She says she flagged patient safety risks and discrimination — then lost her job
Novo Nordisk is facing a federal lawsuit from a former employee who says she was fired for raising concerns about race discrimination and patient safety.
Tari K. Johnson, who spent seven years as a Senior Clinical Research Associate at the pharmaceutical giant, filed the suit on April 13, 2026, in the U.S. District Court for the Southern District of Florida (Johnson v. Novo Nordisk Inc., Case No. 0:26-cv-61080-DSL). The 11-count action alleges race discrimination, retaliation, a hostile work environment, FMLA retaliation, and whistleblower retaliation under both federal and Florida law.
Johnson, who was the only Black CRA in her division, alleges that starting in late 2022 she repeatedly flagged problems with clinical trial practices involving cognitively impaired Alzheimer's patients. Among her concerns: patients were allegedly being asked to review and sign consent documents exceeding 30 pages in as little as five to fifteen minutes. She says she raised these issues in visit reports, team meetings, and directly with supervisors and study leadership. According to the filing, the company did not take corrective action.
What followed, Johnson alleges, was a pattern of escalating retaliation. After returning from FMLA leave in October 2023 for a serious medical condition involving loss of vision, she was reassigned to a different supervisor who she says minimized her compliance concerns. A Clinical Research Lead allegedly subjected her to heightened scrutiny, early-morning messages, and emails questioning her performance that were copied to senior leadership. Johnson says she complained. Nothing changed.
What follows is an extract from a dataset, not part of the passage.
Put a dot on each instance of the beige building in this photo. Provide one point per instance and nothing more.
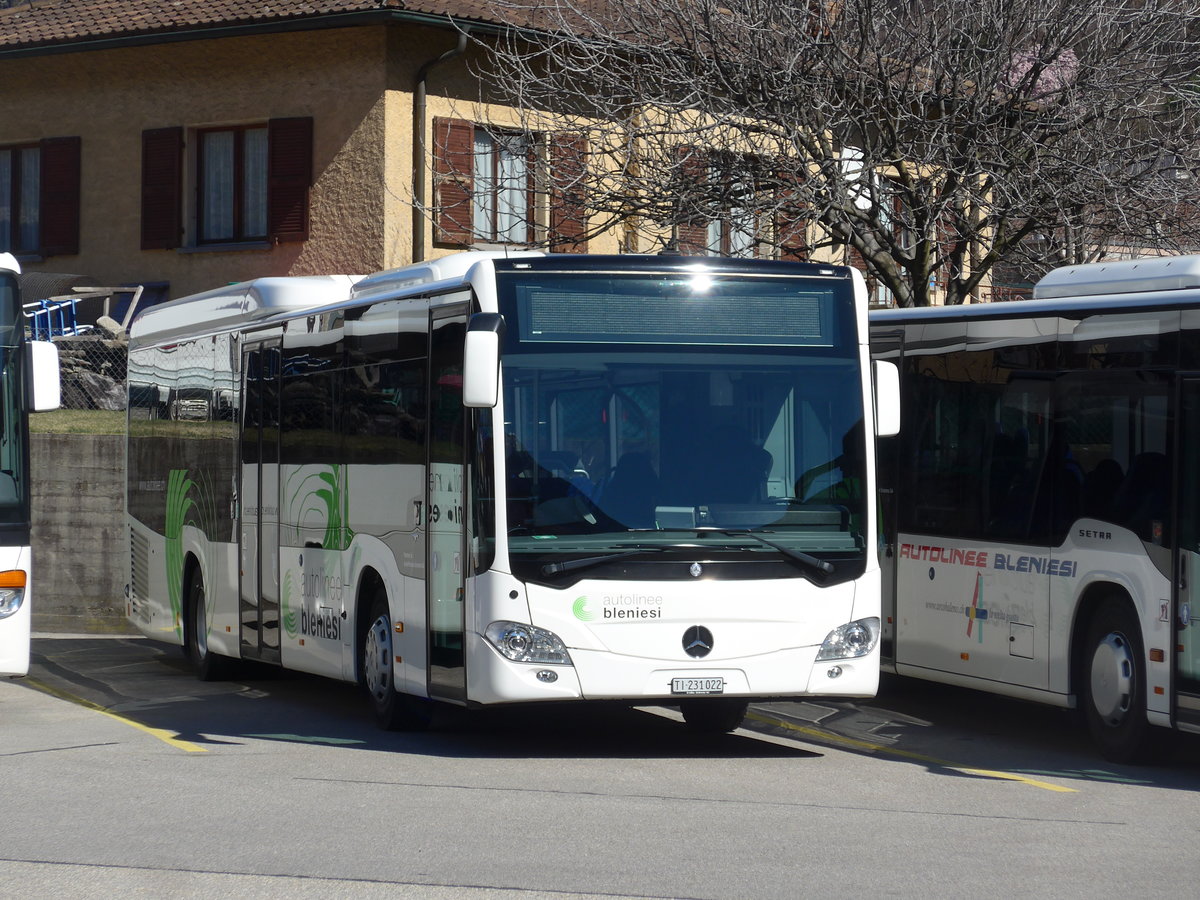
(190, 144)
She took a second FMLA leave in July 2024 for a fractured ankle. When she returned on or about October 23, 2024, she was not given back her prior workload and was instead placed on administrative training tasks for several weeks. Within days, she reported to Ayana Champagne, the company's Vice President of People and Organization, that she believed she was being singled out because of her race. She pointed out that non-Black colleagues doing the same work were not facing similar treatment. According to the filing, no action followed that conversation either.
Shortly after, the company allegedly initiated or reopened an investigation into a documentation issue from May 2024 that Johnson says had already been corrected, reviewed, and considered closed by management before her leave. The investigator allegedly did not review her corrected records and accused her of falsifying documentation. On December 12, 2024, less than eight weeks after her return from leave, Johnson was terminated.
The filing also alleges that non-Black CRAs routinely engaged in the same documentation practice that was cited as the basis for her firing and were never investigated or disciplined. A White female CRA who covered Johnson's sites during her absence allegedly failed to complete significant portions of the work but faced no consequences.
Johnson is seeking back pay, front pay, compensatory and punitive damages, and reinstatement. Novo Nordisk has not yet responded to the suit, and no determination has been made on the merits of the claims.